DataFrame with a pd.MultiIndex in (control, test) format. Since P-value can reach significance even if medians are the same between groups, 'Ha' column denotes the direction of effect when uncorrected p is significant. Columns also give U-statistic, DoF, and uncorrected and corrected {-values.

Return type:

pd.DataFrame

class unistat.continuous.MultiSample1WayBGStats(cat_x: Series, num_y: Series, cat_order: list[str] = None, parametric: bool = True, alpha_level: float = 0.05)[source]#

Bases: MultiSeries1WayBGStats

Compare continuous outcome across 3 groups defined by a categorical.

Extends MultiSeries1WayBGStats to split a continuous Series by a categorical grouping variable.

Parameters:
  • cat_x (pd.Series) – Categorical variable defining groups. cat_x.dtype should be either pd.Categorical, or convertible to pd.Categorical. Predefined categorical ordering will be retained automatically.

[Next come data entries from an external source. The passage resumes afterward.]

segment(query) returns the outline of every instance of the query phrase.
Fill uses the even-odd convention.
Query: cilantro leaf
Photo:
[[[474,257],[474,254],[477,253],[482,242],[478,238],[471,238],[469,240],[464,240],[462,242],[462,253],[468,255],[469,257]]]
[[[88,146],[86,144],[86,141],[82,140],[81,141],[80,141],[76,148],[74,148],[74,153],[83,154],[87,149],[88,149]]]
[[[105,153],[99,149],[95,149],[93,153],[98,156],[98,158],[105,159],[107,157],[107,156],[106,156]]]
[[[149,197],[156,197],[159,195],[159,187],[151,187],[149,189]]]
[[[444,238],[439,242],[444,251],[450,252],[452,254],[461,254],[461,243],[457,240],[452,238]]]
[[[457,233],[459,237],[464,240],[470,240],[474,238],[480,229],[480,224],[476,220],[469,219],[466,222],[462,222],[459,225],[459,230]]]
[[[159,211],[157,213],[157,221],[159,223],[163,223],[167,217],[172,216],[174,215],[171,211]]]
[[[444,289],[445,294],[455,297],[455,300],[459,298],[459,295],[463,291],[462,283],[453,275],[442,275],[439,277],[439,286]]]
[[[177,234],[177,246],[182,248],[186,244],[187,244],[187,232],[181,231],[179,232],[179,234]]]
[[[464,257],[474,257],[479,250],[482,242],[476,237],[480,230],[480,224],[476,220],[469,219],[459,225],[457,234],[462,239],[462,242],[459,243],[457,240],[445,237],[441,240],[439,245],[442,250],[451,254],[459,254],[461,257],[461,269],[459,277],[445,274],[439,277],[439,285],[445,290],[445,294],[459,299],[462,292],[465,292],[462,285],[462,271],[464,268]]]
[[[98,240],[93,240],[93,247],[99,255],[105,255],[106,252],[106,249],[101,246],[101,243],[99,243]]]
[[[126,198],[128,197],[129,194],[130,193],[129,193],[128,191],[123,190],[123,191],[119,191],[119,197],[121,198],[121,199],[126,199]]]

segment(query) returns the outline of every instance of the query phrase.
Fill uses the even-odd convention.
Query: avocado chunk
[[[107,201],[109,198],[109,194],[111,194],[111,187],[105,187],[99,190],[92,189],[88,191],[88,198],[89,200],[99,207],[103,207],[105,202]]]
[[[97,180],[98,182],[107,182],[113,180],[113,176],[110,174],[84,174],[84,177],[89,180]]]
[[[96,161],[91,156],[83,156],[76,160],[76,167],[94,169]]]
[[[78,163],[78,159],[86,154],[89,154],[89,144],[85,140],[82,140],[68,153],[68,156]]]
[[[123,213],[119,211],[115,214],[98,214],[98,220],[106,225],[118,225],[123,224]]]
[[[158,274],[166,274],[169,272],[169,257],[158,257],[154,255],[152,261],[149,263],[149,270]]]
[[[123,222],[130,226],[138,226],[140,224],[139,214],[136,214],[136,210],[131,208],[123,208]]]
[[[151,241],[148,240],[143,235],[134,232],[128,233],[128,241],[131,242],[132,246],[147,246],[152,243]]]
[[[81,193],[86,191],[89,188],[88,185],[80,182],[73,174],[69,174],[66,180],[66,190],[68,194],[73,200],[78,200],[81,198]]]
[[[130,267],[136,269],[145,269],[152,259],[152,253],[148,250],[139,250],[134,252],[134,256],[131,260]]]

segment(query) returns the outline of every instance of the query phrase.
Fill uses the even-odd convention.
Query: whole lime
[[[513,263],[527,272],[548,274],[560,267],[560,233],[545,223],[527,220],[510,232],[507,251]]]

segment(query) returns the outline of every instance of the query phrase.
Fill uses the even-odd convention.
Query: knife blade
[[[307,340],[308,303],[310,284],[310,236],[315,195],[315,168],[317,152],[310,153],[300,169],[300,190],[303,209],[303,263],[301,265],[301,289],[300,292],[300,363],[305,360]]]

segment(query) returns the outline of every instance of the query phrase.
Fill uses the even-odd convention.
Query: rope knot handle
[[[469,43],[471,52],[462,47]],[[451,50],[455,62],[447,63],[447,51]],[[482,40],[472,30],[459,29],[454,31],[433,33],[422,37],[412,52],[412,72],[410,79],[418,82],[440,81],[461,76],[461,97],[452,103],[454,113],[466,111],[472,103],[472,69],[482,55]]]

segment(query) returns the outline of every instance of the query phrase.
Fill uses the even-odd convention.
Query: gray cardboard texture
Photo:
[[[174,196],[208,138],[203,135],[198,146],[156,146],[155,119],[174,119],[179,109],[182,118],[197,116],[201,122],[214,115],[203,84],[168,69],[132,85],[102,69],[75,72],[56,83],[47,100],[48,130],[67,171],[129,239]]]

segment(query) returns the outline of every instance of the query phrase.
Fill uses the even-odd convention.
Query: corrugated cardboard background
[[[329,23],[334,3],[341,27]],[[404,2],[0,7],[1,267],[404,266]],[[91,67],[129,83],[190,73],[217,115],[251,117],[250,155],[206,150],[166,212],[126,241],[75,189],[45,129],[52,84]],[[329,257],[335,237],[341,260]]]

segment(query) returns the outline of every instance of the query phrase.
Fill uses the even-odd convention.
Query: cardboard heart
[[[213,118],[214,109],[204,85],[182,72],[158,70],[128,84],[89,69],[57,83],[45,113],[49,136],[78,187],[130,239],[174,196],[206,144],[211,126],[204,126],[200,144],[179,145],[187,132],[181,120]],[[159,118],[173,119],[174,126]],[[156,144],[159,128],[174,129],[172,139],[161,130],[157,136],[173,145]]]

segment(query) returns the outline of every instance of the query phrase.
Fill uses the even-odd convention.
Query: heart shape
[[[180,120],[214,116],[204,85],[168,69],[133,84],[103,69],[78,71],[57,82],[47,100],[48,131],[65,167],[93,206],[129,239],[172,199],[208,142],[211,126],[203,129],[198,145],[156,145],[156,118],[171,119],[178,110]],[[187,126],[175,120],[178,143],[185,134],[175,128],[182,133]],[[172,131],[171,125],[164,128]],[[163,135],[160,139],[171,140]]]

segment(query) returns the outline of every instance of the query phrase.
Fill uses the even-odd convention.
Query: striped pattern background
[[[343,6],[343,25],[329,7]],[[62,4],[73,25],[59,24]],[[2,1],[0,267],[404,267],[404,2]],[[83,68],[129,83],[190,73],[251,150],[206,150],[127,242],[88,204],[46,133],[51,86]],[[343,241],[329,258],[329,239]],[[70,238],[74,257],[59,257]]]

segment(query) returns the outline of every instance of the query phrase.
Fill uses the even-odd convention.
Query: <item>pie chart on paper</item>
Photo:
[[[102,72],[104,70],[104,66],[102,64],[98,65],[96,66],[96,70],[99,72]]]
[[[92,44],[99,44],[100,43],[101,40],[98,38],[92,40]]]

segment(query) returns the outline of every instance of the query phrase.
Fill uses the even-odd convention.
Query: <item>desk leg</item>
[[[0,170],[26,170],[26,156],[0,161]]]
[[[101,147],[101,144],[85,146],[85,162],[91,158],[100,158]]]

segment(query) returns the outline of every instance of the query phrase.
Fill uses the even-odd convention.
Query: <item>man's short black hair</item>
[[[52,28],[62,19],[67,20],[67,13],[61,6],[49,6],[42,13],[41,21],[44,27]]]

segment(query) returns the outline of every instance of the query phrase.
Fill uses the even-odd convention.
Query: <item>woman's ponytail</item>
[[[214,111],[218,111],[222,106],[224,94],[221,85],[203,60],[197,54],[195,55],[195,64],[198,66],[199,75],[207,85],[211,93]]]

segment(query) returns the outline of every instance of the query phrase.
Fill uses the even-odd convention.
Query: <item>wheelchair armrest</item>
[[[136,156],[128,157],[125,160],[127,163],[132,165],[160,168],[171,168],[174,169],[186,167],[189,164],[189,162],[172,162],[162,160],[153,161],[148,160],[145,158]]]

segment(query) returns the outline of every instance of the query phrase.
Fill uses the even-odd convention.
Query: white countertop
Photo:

  • num_y (pd.Series) – Continuous outcome variable.

  • cat_order (list[str], optional) – If no categorical ordering is predefined in cat_x, but this is desired in the output. Should be a list of strings of all unique values that appear in cat_x.

  • parametric (bool, default True) – If True, use ANOVA; otherwise, use Kruskal-Wallus.

  • alpha_level (float, default 0.05) – Significance level for tests and CIs.

data#

Resulting DataFrame after removal of observations with nulls.

Type:

pd.DataFrame

parametric#

Whether to use parametric or nonparametric methods.

Type:

bool

alpha#

Significance level.

Type:

float

See also

MultiSeries1WayBGStats

Same tests, input style is simpler if data is formatted as separate Series of numeric outcome data (for each group/level) without a categorical grouping column.